Temat: Zasilacz ASPF34-4

Cześć

Czy ma ktoś doświadczenie w naprawie zasilaczy Atari? Mam zasilacz jak w temacie, wyjęty z Megafile 20. Schemat podobnego jest tutaj - różnice są niewielkie, np. Q1.
Początkowy problem z zasilaczem polegał na tym, że się wyłączał w losowych momentach, po chwili załączał znowu itd.
Wymieniłem wszystkie elektrolity i miałem wrażenie, że się polepszyło, tzn. na początku pracował dość długo bez wyłączania, później po którymś włączeniu i paru minutach pracy wyłączył się. Nie zwróciłem na to początkowo uwagi, wręcz myślałem, że go wyłączyłem, więc spędził w tym stanie może ze 2 minuty i jeb ... wywalony bezpiecznik, spalony R8, Q1, Q2, dziura w C7, ale chyba wypalona wystrzałem Q1. Wymieniłem uszkodzone elementy, jako Q1 wsadziłem 2SC2331 (zachowało się na nim tylko oznaczenie C233), sprawdziłem D1, R4, R5, R6, R7, R9 - wszystko w normie, w sumie nie podmieniłem tylko tantala C8, bo jeszcze nie mam.
Zasilacz się załącza, 5V jest nawet dość stabilne, ale z 12V jest około 11V bez obciążenia, a pod obciążeniem robi się 9-10V. Wyłącza się jeszcze częściej niż na początku, potem są problemy z ponownym włączeniem.
Ma ktoś jakieś pomysły?

65xe, 520st, 1040stf

2

Odp: Zasilacz ASPF34-4

Cześć,

Sprawdziłeś transoptor i obwód sprzężenia? Takie objawy mogą być związane właśnie z kontrolą zwrotną przetwornicy.

PC1, R11, R10

Możliwe, że odleciał Q3 - źródło napięcia odniesienia.

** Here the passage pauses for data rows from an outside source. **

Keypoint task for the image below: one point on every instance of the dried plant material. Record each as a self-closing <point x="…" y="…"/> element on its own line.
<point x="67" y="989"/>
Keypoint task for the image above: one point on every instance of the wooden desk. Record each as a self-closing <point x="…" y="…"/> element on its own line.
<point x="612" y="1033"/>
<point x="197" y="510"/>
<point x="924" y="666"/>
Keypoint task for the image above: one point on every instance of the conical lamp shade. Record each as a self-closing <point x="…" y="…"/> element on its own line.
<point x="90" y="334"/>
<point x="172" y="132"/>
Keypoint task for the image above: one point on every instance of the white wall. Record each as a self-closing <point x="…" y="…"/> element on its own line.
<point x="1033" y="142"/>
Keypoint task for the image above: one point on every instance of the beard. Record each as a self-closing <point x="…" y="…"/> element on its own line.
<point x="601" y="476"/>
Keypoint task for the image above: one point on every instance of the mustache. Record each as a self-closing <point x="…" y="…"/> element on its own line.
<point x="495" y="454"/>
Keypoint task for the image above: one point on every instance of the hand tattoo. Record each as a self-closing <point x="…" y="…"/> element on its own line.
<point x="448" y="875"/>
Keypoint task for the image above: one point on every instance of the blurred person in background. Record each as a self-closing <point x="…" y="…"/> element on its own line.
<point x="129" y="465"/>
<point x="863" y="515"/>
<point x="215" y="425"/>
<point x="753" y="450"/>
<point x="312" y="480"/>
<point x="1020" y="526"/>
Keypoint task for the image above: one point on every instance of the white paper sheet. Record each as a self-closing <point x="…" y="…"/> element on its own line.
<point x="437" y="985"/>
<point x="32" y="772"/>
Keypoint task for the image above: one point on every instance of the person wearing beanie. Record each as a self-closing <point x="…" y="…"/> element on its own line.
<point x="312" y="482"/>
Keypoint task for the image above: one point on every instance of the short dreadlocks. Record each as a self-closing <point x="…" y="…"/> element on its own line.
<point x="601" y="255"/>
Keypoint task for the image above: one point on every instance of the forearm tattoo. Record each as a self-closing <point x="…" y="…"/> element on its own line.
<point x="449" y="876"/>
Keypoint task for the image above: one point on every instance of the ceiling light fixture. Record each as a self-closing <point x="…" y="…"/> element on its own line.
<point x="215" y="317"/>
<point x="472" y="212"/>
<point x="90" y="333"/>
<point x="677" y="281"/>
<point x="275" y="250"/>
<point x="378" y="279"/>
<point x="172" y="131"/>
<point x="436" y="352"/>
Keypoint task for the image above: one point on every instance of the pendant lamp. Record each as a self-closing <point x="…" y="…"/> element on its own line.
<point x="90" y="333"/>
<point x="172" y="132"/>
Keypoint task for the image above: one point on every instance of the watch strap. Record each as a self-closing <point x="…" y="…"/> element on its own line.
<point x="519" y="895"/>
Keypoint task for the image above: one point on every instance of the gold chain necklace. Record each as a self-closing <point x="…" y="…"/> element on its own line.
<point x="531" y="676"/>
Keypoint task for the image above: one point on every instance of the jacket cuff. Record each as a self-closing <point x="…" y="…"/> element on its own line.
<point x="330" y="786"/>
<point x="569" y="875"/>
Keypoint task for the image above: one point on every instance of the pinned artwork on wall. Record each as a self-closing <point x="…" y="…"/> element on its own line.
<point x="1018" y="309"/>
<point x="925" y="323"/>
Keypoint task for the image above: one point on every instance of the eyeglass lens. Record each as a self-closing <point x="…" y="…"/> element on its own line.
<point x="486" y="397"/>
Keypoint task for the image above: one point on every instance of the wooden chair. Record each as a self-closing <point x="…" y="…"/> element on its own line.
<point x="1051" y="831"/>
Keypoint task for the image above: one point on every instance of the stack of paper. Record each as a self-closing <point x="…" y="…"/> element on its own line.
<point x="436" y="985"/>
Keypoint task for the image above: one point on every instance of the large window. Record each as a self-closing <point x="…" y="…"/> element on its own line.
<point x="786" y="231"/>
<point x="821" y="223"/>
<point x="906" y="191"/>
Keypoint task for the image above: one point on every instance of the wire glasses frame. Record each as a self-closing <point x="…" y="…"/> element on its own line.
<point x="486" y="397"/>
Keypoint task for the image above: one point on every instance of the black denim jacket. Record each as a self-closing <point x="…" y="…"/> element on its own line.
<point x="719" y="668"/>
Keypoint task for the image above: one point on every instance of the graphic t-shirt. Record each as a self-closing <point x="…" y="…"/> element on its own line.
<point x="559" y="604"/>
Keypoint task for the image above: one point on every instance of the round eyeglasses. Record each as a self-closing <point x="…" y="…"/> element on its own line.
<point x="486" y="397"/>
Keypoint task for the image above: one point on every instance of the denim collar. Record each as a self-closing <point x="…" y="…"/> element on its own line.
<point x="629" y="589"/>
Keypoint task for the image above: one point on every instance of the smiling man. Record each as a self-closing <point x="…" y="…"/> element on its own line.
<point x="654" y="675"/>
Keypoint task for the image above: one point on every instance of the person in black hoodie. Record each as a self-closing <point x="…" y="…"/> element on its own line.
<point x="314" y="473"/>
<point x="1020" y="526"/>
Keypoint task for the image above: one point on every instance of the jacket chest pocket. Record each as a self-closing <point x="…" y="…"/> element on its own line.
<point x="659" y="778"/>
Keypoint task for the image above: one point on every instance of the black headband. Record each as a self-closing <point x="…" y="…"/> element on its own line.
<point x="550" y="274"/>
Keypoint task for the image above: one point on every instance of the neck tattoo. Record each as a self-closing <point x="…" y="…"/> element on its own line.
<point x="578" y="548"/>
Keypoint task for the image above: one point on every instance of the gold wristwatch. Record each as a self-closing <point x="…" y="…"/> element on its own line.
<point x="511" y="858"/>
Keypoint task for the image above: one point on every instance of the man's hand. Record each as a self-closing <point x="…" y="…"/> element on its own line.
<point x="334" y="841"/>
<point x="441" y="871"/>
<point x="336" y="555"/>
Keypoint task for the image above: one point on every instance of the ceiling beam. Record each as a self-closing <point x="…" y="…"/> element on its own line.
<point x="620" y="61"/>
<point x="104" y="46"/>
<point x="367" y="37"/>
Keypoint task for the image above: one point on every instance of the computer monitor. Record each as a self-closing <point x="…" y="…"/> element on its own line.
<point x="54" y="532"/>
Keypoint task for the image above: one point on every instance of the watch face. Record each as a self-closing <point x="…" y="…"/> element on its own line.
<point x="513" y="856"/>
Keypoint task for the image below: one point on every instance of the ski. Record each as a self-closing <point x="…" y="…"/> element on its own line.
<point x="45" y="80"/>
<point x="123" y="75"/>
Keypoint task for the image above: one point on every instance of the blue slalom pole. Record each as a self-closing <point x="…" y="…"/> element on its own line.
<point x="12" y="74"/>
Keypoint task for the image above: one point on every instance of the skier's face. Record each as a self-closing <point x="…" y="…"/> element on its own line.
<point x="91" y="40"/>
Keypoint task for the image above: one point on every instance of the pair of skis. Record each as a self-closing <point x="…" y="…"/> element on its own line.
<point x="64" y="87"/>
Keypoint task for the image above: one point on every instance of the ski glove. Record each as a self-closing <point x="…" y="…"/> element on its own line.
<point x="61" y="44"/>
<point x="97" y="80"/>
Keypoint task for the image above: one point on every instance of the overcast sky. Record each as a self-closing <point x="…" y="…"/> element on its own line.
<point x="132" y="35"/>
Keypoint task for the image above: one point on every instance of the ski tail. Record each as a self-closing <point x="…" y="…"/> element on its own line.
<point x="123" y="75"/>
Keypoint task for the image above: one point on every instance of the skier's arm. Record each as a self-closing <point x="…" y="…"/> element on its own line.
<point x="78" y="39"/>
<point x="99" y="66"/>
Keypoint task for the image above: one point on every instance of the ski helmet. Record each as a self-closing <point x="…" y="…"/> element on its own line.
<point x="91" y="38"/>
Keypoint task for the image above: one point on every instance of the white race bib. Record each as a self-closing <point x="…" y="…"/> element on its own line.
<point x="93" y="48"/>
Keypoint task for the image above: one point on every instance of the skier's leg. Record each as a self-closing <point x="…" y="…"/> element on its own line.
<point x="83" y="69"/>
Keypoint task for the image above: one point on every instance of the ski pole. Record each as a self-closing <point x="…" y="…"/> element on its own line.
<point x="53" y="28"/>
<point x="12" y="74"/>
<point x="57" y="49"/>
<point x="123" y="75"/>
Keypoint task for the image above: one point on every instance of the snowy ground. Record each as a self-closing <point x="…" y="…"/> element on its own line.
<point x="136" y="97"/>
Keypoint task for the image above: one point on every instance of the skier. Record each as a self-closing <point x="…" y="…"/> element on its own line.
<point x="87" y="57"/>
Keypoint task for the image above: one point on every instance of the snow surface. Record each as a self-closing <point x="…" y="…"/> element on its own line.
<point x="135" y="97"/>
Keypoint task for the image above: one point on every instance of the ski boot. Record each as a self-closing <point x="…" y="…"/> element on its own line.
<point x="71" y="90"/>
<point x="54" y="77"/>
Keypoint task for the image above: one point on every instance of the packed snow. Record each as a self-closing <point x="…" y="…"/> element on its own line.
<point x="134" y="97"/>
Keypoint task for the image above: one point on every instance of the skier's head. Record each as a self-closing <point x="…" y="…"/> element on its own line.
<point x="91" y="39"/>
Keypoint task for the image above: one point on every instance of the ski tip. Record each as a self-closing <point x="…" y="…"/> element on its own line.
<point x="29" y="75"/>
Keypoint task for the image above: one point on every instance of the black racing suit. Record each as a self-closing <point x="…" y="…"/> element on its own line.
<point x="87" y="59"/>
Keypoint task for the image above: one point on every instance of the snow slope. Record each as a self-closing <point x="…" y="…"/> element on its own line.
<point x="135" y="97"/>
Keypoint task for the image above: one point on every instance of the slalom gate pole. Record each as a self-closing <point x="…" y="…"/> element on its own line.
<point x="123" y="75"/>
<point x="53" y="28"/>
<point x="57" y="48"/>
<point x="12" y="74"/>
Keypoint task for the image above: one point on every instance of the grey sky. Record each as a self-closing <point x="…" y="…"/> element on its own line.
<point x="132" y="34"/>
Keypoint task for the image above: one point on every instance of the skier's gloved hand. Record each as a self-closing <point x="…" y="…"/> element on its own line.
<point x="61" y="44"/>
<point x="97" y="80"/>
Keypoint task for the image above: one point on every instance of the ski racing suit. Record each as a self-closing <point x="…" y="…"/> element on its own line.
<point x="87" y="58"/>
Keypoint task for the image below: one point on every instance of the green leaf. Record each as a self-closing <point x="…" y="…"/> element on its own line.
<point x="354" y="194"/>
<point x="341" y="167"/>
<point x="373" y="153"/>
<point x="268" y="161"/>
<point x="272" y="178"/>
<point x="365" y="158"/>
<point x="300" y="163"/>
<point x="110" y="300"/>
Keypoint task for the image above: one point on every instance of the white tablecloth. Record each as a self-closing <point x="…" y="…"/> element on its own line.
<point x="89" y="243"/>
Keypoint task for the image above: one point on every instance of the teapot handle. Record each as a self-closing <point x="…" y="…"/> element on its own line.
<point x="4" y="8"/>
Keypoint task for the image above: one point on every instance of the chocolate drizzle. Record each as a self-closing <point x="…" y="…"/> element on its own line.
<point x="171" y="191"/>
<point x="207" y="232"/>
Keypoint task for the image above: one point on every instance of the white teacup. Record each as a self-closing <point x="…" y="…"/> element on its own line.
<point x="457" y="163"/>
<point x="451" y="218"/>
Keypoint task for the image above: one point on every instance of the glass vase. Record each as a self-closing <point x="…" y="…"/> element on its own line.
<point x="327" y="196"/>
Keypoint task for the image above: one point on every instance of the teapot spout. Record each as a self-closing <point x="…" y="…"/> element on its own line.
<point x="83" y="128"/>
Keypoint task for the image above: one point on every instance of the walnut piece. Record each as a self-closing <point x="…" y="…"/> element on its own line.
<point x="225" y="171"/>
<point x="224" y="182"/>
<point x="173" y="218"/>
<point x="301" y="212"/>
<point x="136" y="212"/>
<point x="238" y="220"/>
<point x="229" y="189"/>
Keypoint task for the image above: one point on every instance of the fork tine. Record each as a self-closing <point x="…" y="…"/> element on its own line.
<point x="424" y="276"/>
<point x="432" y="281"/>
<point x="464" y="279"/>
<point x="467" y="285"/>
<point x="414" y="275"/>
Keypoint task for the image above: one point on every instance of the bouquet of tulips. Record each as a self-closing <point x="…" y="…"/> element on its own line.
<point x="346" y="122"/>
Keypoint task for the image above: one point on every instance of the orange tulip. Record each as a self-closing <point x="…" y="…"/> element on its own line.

Przelutuj także WSZYSTKIE punkty. Trochę szkoda, że na schemacie brak napięć i przebiegów wzorcowych.

P.S. Niestety ale jest możliwe zwarcie międzyzwojowe. Sprawdź po możliwie długiej pracy (oczywiście przy odłączonym zasilaniu) czy uzwojenia transformatora nie są wyraźnie ciepłe.

Ostatnio edytowany przez tOri (2021-04-19 18:53:19)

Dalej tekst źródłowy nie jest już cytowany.